Pollack and Romano[11] examined the role of prednisone for simple urticaria of less than 24 hours' duration. To avoid adverse reactions from the corticosteroid, persons with diabetes mellitus or ulcer disease were excluded. Twenty-four patients received prednisone (20 mg bid) for 4 days, and 19 received placebo. All patients received hydroxyzine as needed for itching. At 2 and at 5 days, itching was much less severe in the patients who received prednisone.

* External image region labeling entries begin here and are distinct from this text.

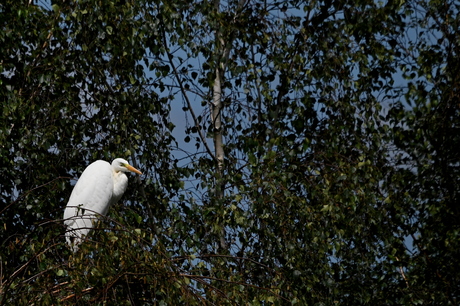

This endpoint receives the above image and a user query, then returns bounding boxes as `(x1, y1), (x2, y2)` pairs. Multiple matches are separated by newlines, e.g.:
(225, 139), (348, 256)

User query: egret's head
(112, 158), (142, 174)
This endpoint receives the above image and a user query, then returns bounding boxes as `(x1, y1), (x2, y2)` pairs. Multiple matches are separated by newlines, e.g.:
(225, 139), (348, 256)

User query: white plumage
(64, 158), (142, 252)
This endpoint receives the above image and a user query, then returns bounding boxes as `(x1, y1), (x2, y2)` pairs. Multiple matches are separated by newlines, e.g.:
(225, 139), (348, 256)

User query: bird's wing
(64, 160), (113, 219)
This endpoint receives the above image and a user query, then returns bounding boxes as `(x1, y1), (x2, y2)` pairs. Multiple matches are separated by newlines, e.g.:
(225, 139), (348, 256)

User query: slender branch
(159, 16), (216, 160)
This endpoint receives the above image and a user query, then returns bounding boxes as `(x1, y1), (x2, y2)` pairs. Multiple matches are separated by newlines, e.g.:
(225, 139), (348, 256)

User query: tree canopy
(0, 0), (460, 305)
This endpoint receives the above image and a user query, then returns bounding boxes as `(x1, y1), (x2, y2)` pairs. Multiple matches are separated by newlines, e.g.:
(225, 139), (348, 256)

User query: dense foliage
(0, 0), (460, 305)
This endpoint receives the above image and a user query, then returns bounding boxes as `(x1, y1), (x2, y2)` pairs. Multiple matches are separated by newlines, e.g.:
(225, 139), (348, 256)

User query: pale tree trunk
(211, 0), (248, 249)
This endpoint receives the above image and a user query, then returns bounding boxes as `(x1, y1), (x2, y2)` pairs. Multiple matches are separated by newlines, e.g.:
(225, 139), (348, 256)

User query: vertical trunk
(211, 0), (247, 249)
(211, 65), (225, 173)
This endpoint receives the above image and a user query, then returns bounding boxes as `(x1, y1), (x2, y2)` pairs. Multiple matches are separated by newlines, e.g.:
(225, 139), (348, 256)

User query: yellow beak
(126, 165), (142, 175)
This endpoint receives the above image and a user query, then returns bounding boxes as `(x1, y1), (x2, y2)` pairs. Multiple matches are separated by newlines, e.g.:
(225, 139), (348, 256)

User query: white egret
(64, 158), (142, 252)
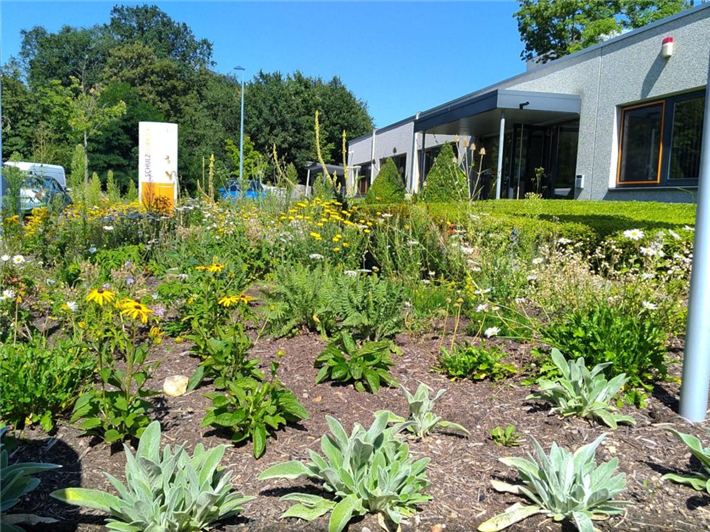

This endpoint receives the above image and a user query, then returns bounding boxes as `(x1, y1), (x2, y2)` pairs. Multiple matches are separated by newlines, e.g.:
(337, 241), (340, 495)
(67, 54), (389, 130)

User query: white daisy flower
(624, 229), (644, 240)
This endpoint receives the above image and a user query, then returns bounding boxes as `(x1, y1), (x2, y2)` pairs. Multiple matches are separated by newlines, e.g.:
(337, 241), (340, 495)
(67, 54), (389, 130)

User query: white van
(5, 161), (67, 189)
(5, 161), (71, 212)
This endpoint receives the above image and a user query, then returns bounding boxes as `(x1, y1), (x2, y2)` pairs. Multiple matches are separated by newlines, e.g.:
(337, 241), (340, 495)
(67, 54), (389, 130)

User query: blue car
(219, 179), (266, 200)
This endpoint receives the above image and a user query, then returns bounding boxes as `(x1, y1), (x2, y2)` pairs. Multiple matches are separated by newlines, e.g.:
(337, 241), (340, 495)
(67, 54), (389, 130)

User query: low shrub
(0, 339), (95, 431)
(365, 159), (405, 204)
(437, 343), (517, 381)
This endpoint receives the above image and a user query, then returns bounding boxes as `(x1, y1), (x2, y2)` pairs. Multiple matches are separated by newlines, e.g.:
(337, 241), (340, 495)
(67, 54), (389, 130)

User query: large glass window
(617, 91), (705, 187)
(668, 97), (705, 179)
(619, 102), (665, 184)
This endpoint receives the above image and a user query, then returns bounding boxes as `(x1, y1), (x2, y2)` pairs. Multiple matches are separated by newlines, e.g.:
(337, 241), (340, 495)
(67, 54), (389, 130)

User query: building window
(617, 91), (705, 186)
(619, 102), (666, 185)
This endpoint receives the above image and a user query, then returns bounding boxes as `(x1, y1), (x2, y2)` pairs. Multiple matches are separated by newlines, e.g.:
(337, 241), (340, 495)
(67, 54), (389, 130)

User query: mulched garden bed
(13, 335), (710, 532)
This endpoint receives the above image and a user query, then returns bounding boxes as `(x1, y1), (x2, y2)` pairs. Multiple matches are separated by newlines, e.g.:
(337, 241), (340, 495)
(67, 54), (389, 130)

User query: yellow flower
(121, 299), (153, 323)
(86, 288), (116, 307)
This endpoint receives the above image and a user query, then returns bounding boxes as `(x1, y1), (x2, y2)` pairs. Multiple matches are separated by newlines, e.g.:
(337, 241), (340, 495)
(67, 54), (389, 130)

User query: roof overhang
(414, 89), (582, 135)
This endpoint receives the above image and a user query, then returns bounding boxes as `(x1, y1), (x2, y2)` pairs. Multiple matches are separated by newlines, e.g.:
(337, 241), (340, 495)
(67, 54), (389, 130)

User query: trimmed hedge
(367, 199), (695, 249)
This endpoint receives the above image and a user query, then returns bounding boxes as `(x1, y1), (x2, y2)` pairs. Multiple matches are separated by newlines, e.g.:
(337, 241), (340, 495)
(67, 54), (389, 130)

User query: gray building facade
(349, 3), (710, 202)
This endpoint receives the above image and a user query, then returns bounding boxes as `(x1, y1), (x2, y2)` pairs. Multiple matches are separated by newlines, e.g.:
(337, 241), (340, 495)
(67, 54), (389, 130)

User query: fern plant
(478, 435), (629, 532)
(262, 264), (334, 336)
(527, 349), (636, 429)
(328, 275), (404, 342)
(375, 382), (470, 438)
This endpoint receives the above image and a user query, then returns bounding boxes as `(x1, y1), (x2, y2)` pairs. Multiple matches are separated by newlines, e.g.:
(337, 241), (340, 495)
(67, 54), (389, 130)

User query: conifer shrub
(421, 144), (468, 203)
(365, 159), (405, 203)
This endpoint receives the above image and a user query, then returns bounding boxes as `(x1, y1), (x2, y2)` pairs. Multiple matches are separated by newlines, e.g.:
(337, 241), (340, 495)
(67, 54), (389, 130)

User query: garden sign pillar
(680, 52), (710, 422)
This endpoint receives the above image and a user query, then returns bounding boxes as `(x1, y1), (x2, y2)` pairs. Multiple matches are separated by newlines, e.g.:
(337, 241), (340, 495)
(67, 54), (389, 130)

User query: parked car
(4, 161), (72, 212)
(219, 179), (267, 200)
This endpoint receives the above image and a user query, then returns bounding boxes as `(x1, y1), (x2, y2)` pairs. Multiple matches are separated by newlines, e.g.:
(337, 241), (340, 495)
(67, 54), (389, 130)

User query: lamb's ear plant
(527, 349), (636, 429)
(478, 434), (630, 532)
(0, 427), (61, 532)
(259, 412), (431, 532)
(375, 382), (470, 438)
(663, 429), (710, 494)
(52, 421), (253, 532)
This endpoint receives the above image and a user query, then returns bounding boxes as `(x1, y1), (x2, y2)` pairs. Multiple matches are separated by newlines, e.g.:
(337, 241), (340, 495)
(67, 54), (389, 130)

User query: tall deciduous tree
(514, 0), (694, 62)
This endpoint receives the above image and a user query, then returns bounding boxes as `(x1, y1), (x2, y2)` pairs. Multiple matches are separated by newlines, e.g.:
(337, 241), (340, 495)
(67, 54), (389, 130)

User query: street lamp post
(234, 66), (245, 186)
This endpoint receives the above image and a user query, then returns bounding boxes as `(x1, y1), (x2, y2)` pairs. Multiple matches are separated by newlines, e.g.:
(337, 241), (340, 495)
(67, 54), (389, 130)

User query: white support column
(680, 61), (710, 423)
(496, 110), (505, 199)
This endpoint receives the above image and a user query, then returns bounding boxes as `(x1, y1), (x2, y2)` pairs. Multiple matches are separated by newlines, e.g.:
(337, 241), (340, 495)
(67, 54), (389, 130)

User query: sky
(0, 0), (525, 127)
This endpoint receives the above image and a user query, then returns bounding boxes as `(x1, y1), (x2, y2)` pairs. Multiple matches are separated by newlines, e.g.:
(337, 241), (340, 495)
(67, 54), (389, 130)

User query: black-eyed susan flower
(86, 288), (116, 307)
(121, 300), (153, 323)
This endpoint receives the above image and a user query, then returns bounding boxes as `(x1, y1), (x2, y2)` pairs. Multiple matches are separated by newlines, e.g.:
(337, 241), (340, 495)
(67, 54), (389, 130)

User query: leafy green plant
(490, 425), (520, 447)
(0, 337), (95, 431)
(259, 412), (431, 532)
(187, 324), (264, 390)
(544, 301), (667, 396)
(202, 362), (308, 458)
(315, 331), (398, 393)
(663, 429), (710, 495)
(527, 349), (636, 429)
(375, 382), (470, 438)
(365, 158), (406, 203)
(327, 275), (404, 342)
(478, 435), (630, 532)
(52, 421), (254, 532)
(262, 264), (334, 336)
(0, 427), (61, 532)
(437, 342), (517, 381)
(69, 344), (158, 443)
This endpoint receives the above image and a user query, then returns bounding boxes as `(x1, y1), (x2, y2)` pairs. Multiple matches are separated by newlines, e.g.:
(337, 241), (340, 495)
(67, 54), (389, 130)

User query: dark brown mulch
(13, 335), (710, 532)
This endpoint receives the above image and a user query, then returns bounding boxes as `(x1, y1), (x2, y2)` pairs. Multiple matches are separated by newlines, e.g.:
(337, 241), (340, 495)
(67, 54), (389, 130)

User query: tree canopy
(2, 5), (372, 189)
(514, 0), (694, 62)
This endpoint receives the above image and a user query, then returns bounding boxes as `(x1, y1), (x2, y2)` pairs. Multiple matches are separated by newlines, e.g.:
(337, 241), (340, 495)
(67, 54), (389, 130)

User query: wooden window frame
(616, 99), (667, 187)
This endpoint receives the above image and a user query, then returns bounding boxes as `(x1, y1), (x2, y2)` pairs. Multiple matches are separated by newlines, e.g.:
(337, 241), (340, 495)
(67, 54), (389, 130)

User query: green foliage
(326, 275), (404, 341)
(259, 412), (431, 532)
(478, 435), (629, 532)
(69, 344), (159, 443)
(315, 331), (399, 393)
(421, 144), (468, 203)
(663, 429), (710, 495)
(52, 421), (254, 532)
(375, 382), (470, 438)
(187, 323), (264, 390)
(437, 342), (517, 381)
(0, 427), (61, 532)
(543, 299), (667, 396)
(202, 362), (308, 458)
(490, 425), (520, 447)
(106, 170), (121, 203)
(514, 0), (693, 62)
(526, 349), (636, 429)
(0, 339), (95, 432)
(365, 158), (405, 203)
(262, 264), (334, 336)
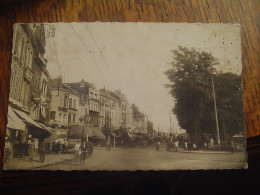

What is the recommended treatment for a hypersensitivity reaction in a patient receiving [Beta]-blocker therapy?
7 Standard therapy for allergic reactions can be ineffective in patients who are receiving [Beta]-blockers. Such patients can have marked hypotension and bradycardia during a hypersensitivity reaction.
Glucagon and the anticholinergics atropine and ipratropium are particularly effective in this setting. Glucagon lowers intracellular cyclic guanosine monophosphate (cGMP) levels and inhibits mediator release. Give 1 mg IV, and repeat or increase the dose as needed. Since nausea and vomiting are common side effects of glucagon therapy, pretreatment with antiemetics is reasonable.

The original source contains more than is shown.